The biggest unknown that still needs to be figured out about the metaverse is its impact on future broadband speed and bandwidth requirements. How big a pipe will be needed and how fast will data need to travel across it to accommodate an online session that could involve the concurrent rendering of dozens or even hundreds of three-dimensional people and objects? What most experts do agree on is that the metaverse is latency intolerant and such an environment will only work if latency is basically non-existent.
Here’s a recent take from LightReading speculating that telecom companies are bracing for unprecedented bandwidth surges following Microsoft’s recent acquisition of game maker Activision Blizzard, an argument that could equally apply to cable operators in the U.S.
Playing the 10G Card
This is the point in the blog when cable operators will reach for the 10G card, confident that CableLabs’ promised 10Gbps symmetrical connections of the near future will be more than enough to handle anything the metaverse can throw at it. That’s bravado well earned, but based largely on what has happened in the past. The HFC network, since the 1990s, has enjoyed an almost-perfect track record of keeping in front of customer demand and competitive challenges. Could the metaverse put a blemish on that record?
The Internet, as spectacular as its cultural ascendency over the past 30 years has been, is still mostly about shopping and watching movies. That’s about to change in a big way.

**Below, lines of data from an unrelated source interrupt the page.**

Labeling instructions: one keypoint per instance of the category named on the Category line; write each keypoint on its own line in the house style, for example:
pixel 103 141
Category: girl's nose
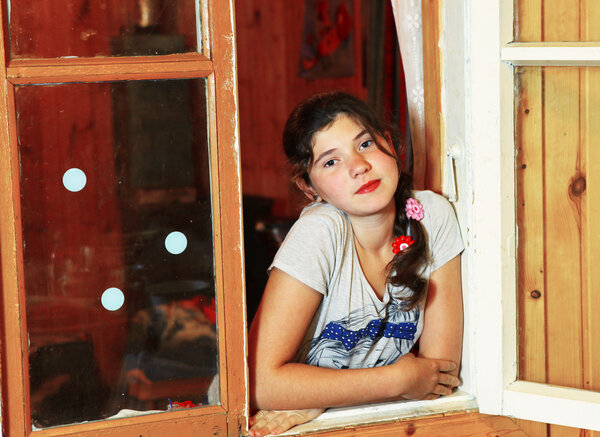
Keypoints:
pixel 359 166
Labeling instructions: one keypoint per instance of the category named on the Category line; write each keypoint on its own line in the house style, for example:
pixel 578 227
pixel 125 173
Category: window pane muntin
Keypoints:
pixel 99 120
pixel 556 20
pixel 103 28
pixel 556 118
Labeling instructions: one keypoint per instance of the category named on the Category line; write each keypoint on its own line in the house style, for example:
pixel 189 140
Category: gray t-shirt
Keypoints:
pixel 353 328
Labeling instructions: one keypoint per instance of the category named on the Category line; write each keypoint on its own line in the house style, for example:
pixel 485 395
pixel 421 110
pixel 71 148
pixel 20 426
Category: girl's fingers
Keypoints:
pixel 276 422
pixel 446 366
pixel 449 380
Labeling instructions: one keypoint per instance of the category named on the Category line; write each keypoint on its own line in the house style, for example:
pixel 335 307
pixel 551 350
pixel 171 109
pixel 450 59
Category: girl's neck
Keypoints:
pixel 374 233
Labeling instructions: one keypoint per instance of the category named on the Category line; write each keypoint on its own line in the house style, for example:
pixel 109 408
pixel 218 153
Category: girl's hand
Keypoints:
pixel 426 378
pixel 277 421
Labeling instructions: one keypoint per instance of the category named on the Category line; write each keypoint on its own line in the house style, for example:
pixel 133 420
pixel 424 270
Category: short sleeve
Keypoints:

That’s a valid question, considering that the broadband world is now entering uncharted territory and is potentially on track for a growth spurt that defies easy measurement, especially using calculations based on historical data. The Internet, as spectacular as its cultural ascendency over the past 30 years, is still mostly about shopping and watching movies. That’s about to change in a big way. Broadband, as ATX CEO Dan Whalen asserts in a recent blog, is entering a Golden Age, where anything is possible in a digital realm and a broadband conduit into the home or business arguably becomes at least equally important to the advancement of the culture as the one carrying electricity.
Golden Age of Broadband
The good news is that cable operators have been able to keep pace with customer demand over the decades largely due to the agility and the bandwidth-accommodating physical properties of the HFC network. And there’s no real reason to panic that the HFC network won’t be able to continue to keep pace well into broadband’s Golden Age. But at some point, even the HFC network will hit a wall, which is why cable operators have been investing in transitioning their networks to fiber for years now.
The trick, of course, is to time that transition, which will require the eventual replacement of millions of miles of coax cable, in a manner that will enable cable operators to continue to fend off fiber- and wireless-based competitors as they migrate from HFC to fiber. This calculation, which one could argue has existential consequences for cable operators, is at the heart of the many planning exercises and technology evaluations that cable engineering teams participate in daily.
The rise of the metaverse could throw a new wrinkle, in terms of timing and technology choices, into cable operators’ plans for evolving their HFC networks. Those that have yet to work the potential impact of the metaverse, a wholly unique computing and communications paradigm, into those calculations will need to start doing so today. If cable companies are unable to upgrade or transition their HFC networks fast enough to accommodate the bandwidth, speed and latency needs of their future customers, who may have speedier service offerings, they will discover the metaverse to be a very lonely place.